Created by [Erik Fredner](https://fredner.org) for the 2024 Text Analysis Pedagogy Institute. Revised and expanded by Zhuo Chen under [Creative Commons CC BY License](https://creativecommons.org/licenses/by/4.0/)<br />

For questions/comments/improvements, email zhuo.chen@ithaka.org or nathan.kelber@ithaka.org<br />
____

# Automated Text Classification Using LLMs 1

**Description:** This notebook describes:

* How to create a project Open AI project API key 
* How to interact with the OpenAI API
* How to do automated text classification using OpenAI API

**Use Case:** For Learners and Researchers

**Difficulty:** Intermediate

**Completion Time:** 90 minutes

**Knowledge Required:** 
* Python Basics Series ([Start Python Basics 1](../Python-basics/python-basics-1.ipynb))
* Python Intermediate Series ([Start Python Intermediate 1](../Python-intermediate/python-intermediate-1.ipynb))
* Introduction to LLMs ([Start Intro to LLMs 1](https://ithaka-labs.s3.amazonaws.com/static-files/images/tdm/tdmdocs/March+20+2024_+How+ChatGPT+works+(Session+1).pdf))

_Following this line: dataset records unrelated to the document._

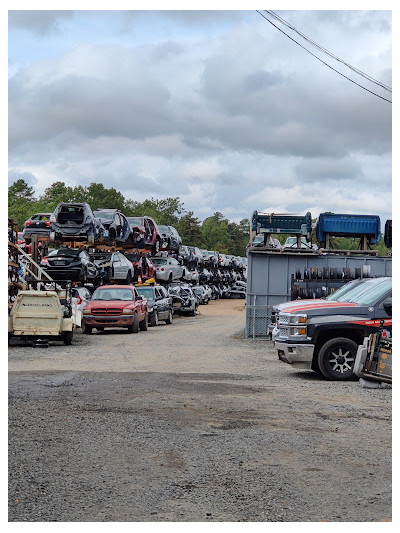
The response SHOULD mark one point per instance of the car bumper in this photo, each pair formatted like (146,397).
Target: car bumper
(297,355)
(109,321)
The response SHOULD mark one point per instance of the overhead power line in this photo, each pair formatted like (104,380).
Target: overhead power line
(271,14)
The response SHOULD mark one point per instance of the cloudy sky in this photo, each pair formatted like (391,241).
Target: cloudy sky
(219,108)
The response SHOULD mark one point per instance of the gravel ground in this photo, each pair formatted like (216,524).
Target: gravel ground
(190,422)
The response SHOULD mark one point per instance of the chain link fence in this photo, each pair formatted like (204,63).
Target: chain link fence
(258,321)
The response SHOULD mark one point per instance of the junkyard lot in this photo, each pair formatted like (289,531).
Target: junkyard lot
(190,422)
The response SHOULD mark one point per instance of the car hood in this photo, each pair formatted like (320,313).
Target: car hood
(322,307)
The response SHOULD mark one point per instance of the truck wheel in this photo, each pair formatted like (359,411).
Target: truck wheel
(336,359)
(87,330)
(67,335)
(169,319)
(134,328)
(156,247)
(143,324)
(154,319)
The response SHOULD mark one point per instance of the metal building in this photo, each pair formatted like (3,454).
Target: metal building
(272,277)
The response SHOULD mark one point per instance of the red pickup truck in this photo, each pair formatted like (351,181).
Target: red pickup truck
(115,306)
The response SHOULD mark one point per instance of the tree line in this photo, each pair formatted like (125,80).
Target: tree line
(214,233)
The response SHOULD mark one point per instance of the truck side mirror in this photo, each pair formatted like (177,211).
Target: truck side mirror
(387,305)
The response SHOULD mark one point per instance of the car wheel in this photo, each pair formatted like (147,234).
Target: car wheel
(134,328)
(336,359)
(67,337)
(156,247)
(154,319)
(143,324)
(169,319)
(87,330)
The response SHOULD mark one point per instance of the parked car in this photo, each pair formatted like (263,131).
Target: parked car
(37,224)
(170,238)
(114,266)
(81,296)
(187,255)
(198,256)
(145,233)
(202,294)
(191,275)
(115,306)
(159,303)
(210,258)
(168,269)
(204,275)
(70,264)
(143,266)
(324,336)
(190,303)
(116,227)
(76,222)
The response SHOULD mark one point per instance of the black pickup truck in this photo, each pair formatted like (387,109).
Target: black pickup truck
(323,335)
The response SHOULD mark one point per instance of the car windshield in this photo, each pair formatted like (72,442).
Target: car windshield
(104,214)
(135,222)
(64,251)
(133,257)
(113,294)
(368,292)
(343,289)
(147,292)
(372,293)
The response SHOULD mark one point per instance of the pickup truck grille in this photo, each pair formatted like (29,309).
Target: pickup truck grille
(283,319)
(107,312)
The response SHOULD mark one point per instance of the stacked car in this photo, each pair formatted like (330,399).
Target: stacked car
(128,272)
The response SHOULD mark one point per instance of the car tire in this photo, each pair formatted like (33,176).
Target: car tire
(170,317)
(87,330)
(336,359)
(134,327)
(144,323)
(67,337)
(156,247)
(154,319)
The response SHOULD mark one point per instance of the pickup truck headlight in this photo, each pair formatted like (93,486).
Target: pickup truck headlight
(298,319)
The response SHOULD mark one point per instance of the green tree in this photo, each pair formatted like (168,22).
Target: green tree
(21,202)
(53,195)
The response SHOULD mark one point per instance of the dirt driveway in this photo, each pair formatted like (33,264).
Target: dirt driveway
(189,422)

**Knowledge Recommended:** Experience with LLM chatbot (e.g. ChatGPT)

**Data Format:** JSON

**Libraries Used:** openai, dotenv, csv, JSON

**Research Pipeline:** 
1. Play with LLMs if you have not already.
2. Test using a chatbot interface for an LLM (like ChatGPT) to perform relevant classifications for your research.
3. Evaluate initial results.
4. Learn how to interact with an API through this notebook.
5. Modify your initial experiments based on what we cover.

## Create and fund a project API key on OpenAI
In order to interact with OpenAI API, we need to create a project API key. In the following, you will find the step-by-step instruction of creating an API key on OpenAI. 

### Create an API key
#### Go to the [OpenAI developer platform](https://platform.openai.com/)
 
If you already have a ChatGPT account, log into your account; if you don't have one yet, sign up for an account.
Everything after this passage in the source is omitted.